Praça da Liberdade

Um (mau) exemplo?

A presença de Cristiano Ronaldo na Casa Branca, integrado na comitiva que acompanhou o príncipe herdeiro da Arábia Saudita, levanta questões sobre a responsabilidade pública e o papel de uma das figuras mais influentes do desporto mundial.

O número 7 tem-se destacado, ao longo da carreira, tanto pela genialidade desportiva como pelos gestos solidários. Porém, essa mesma imagem tem-se vindo a desgastar ao tornar-se embaixador de um regime cuja reputação é incompatível com as causas humanitárias que abraça. É cada vez mais difícil conciliar a imagem do "embaixador da solidariedade" com o homem que se senta lado a lado com líderes responsáveis por violações brutais dos direitos humanos.
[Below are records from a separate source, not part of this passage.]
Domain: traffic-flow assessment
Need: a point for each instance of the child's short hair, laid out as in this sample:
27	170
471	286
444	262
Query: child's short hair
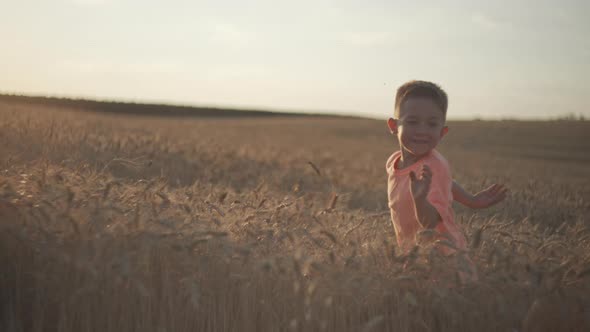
421	89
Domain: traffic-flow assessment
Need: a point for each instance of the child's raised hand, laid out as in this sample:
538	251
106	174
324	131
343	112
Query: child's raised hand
420	186
489	196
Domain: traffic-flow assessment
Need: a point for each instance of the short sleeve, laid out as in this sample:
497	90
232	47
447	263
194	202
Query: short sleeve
441	196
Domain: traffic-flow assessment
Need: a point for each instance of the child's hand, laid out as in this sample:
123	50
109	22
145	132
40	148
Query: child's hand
419	187
488	197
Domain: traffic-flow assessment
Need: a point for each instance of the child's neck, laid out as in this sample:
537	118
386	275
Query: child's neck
407	159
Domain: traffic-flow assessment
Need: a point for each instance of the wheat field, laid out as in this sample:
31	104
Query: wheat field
134	223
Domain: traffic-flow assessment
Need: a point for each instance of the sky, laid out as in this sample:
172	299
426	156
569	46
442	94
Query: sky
495	59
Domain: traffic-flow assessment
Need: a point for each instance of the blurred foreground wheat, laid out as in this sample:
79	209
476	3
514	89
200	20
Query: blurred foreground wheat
136	224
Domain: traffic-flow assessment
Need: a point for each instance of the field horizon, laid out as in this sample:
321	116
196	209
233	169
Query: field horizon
272	222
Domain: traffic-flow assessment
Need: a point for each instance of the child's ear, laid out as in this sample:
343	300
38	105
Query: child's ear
392	124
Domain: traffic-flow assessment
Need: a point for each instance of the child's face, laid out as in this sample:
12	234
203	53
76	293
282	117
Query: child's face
420	126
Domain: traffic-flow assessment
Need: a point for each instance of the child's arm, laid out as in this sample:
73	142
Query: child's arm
426	214
483	199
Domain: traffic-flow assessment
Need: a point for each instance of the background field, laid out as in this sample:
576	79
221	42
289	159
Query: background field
269	223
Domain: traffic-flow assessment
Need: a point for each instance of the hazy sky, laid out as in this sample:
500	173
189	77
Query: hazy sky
495	58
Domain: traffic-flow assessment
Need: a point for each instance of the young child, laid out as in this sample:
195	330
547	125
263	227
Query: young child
420	187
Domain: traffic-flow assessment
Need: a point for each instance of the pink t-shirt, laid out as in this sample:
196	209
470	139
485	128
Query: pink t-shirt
401	204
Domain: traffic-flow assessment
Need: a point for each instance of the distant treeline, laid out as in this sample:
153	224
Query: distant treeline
129	108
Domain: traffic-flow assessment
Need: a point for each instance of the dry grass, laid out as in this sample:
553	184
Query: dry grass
110	223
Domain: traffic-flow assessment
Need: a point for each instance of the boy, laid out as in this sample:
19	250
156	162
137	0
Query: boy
420	187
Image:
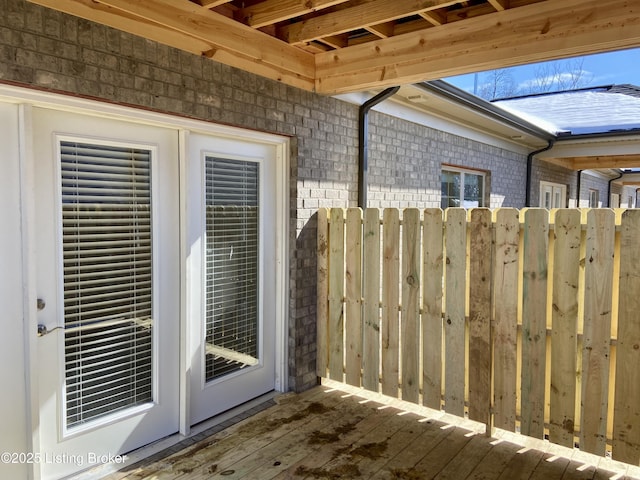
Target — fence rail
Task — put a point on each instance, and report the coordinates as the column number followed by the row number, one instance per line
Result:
column 524, row 320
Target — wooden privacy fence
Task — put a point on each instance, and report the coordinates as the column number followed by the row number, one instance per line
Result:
column 525, row 320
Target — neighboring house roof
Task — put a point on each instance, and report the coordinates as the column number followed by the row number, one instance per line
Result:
column 595, row 110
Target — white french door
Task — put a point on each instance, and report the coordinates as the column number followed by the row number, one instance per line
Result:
column 108, row 277
column 231, row 272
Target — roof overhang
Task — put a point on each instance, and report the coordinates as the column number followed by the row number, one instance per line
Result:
column 334, row 46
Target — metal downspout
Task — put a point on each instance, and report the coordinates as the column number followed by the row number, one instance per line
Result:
column 579, row 186
column 527, row 199
column 363, row 134
column 609, row 188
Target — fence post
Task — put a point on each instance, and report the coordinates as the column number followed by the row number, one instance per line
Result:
column 564, row 325
column 410, row 316
column 596, row 339
column 432, row 270
column 353, row 297
column 336, row 295
column 534, row 321
column 455, row 243
column 480, row 262
column 390, row 298
column 505, row 331
column 322, row 304
column 371, row 278
column 626, row 433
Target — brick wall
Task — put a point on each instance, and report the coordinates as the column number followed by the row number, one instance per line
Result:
column 547, row 172
column 405, row 160
column 51, row 50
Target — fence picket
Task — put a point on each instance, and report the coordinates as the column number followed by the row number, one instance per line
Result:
column 534, row 312
column 336, row 294
column 390, row 299
column 322, row 349
column 488, row 272
column 505, row 332
column 626, row 434
column 564, row 320
column 432, row 270
column 455, row 244
column 353, row 297
column 410, row 314
column 371, row 278
column 598, row 278
column 480, row 250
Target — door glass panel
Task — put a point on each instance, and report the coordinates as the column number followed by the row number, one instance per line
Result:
column 232, row 256
column 107, row 255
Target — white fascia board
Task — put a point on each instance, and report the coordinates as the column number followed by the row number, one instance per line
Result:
column 418, row 115
column 593, row 147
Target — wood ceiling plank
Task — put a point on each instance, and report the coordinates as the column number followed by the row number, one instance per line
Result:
column 274, row 11
column 363, row 15
column 601, row 161
column 208, row 35
column 222, row 32
column 547, row 30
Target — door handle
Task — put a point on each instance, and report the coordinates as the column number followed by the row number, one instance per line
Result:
column 43, row 330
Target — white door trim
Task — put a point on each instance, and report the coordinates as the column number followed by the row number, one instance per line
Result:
column 28, row 98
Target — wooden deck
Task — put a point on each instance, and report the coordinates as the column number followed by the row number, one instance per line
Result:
column 334, row 432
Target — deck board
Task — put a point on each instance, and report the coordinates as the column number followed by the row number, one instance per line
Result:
column 336, row 431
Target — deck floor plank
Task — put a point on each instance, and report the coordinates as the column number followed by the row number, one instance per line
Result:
column 341, row 432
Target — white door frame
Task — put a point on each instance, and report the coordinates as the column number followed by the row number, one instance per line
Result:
column 28, row 98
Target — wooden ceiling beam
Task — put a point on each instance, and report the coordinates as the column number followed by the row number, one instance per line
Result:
column 210, row 3
column 382, row 30
column 499, row 5
column 547, row 30
column 362, row 15
column 274, row 11
column 435, row 18
column 175, row 22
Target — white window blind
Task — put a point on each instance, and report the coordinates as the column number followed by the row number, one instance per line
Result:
column 232, row 259
column 107, row 254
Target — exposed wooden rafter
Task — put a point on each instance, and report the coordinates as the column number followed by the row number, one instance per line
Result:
column 363, row 15
column 547, row 30
column 336, row 46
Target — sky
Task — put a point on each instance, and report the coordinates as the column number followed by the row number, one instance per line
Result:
column 596, row 70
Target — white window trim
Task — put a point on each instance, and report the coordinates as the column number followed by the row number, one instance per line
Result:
column 463, row 171
column 555, row 188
O príncipe herdeiro é presidente do fundo de investimento que detém a maioria do Al Nassr, clube onde Ronaldo joga. Este facto explica a proximidade, mas não justifica o alinhamento com um regime teocrático em que vigora a pena de morte, a discriminação das mulheres e o assassinato de opositores. Segundo a CIA, Bin Salman terá orquestrado o assassinato do jornalista do The Washington Post, Jamal Khashoggi.
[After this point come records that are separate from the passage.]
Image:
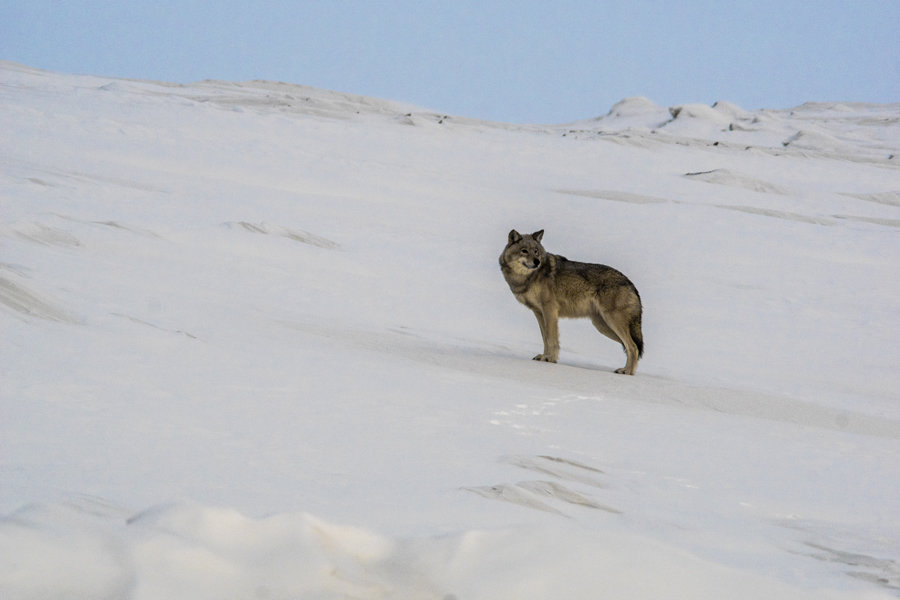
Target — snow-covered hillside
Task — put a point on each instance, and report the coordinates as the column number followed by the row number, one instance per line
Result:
column 255, row 343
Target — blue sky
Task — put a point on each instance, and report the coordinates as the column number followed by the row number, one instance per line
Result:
column 526, row 61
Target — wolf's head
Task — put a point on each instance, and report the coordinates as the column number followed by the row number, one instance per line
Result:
column 523, row 253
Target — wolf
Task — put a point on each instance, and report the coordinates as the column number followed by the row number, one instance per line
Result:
column 553, row 286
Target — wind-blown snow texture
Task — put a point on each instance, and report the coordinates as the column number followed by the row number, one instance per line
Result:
column 255, row 344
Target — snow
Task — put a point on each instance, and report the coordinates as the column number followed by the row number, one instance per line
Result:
column 255, row 344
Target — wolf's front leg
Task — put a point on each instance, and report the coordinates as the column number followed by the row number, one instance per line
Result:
column 549, row 323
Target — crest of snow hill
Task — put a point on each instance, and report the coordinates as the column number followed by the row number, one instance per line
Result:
column 221, row 299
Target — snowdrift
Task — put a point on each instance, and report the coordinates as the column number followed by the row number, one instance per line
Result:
column 255, row 344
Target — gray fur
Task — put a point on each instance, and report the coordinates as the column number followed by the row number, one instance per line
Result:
column 553, row 286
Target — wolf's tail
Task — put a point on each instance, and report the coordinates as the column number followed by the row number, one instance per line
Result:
column 637, row 336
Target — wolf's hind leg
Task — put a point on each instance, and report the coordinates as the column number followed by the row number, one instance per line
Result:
column 616, row 324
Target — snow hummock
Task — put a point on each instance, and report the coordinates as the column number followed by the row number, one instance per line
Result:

O problema não está na visita de CR7 à Casa Branca, nem no encontro com Donald Trump. O problema está na cumplicidade com este regime autocrático. Segundo a Amnistia Internacional, entre 2014 e 2025 a Arábia Saudita executou 1816 pessoas, números que revelam uma realidade sombria por detrás da imagem progressista que o regime tenta projetar globalmente, agora com a ajuda de Ronaldo.
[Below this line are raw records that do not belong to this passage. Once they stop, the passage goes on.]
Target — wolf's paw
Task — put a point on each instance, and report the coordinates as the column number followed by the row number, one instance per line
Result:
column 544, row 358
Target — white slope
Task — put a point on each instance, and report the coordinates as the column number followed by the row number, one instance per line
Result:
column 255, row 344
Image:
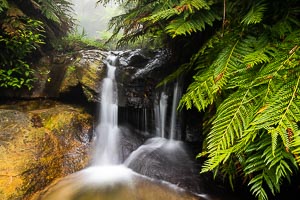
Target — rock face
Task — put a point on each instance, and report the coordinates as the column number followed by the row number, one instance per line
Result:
column 39, row 142
column 93, row 184
column 79, row 76
column 76, row 75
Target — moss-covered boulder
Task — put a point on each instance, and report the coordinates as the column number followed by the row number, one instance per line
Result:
column 75, row 76
column 39, row 142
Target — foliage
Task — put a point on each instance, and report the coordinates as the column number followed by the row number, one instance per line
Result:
column 20, row 36
column 248, row 70
column 24, row 26
column 75, row 41
column 161, row 19
column 252, row 77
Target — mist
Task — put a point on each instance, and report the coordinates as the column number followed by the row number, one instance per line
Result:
column 92, row 18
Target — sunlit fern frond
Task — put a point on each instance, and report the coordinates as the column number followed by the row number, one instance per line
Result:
column 232, row 119
column 281, row 111
column 255, row 13
column 196, row 22
column 295, row 146
column 265, row 168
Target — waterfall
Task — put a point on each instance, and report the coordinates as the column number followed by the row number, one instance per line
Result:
column 176, row 96
column 107, row 130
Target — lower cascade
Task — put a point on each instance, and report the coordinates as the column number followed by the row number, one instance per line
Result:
column 153, row 171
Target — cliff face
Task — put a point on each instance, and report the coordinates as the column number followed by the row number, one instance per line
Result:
column 39, row 142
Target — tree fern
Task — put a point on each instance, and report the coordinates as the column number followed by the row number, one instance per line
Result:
column 255, row 14
column 248, row 70
column 195, row 23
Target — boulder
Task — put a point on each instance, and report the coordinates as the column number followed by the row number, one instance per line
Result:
column 77, row 75
column 40, row 141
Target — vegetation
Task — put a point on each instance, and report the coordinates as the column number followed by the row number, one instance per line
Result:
column 245, row 61
column 24, row 27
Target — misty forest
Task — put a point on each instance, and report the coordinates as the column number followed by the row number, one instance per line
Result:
column 149, row 99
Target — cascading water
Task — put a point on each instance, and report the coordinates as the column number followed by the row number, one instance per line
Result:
column 176, row 96
column 108, row 178
column 107, row 131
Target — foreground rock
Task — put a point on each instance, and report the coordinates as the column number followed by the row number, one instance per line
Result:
column 112, row 183
column 39, row 142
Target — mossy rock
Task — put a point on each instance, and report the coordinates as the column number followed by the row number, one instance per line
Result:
column 39, row 142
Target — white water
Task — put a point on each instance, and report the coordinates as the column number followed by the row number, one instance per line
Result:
column 176, row 96
column 107, row 131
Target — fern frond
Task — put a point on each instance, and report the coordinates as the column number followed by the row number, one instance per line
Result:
column 255, row 14
column 295, row 146
column 233, row 118
column 196, row 22
column 269, row 168
column 3, row 5
column 282, row 112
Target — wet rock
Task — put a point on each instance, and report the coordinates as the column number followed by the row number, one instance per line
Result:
column 57, row 75
column 39, row 142
column 112, row 183
column 167, row 160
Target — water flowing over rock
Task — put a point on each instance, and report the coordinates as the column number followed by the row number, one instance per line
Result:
column 39, row 142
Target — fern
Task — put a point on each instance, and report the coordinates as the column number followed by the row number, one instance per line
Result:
column 195, row 23
column 255, row 14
No meio desta máquina diplomática e financeira, Ronaldo é uma figura muito útil para os objetivos sauditas. A responsabilidade do internacional português não desaparece só porque não é político. A influência tem peso e o silêncio também. De um ídolo nacional, de alguém que conhece o valor e o alcance da própria imagem, esperava-se muito, muito mais.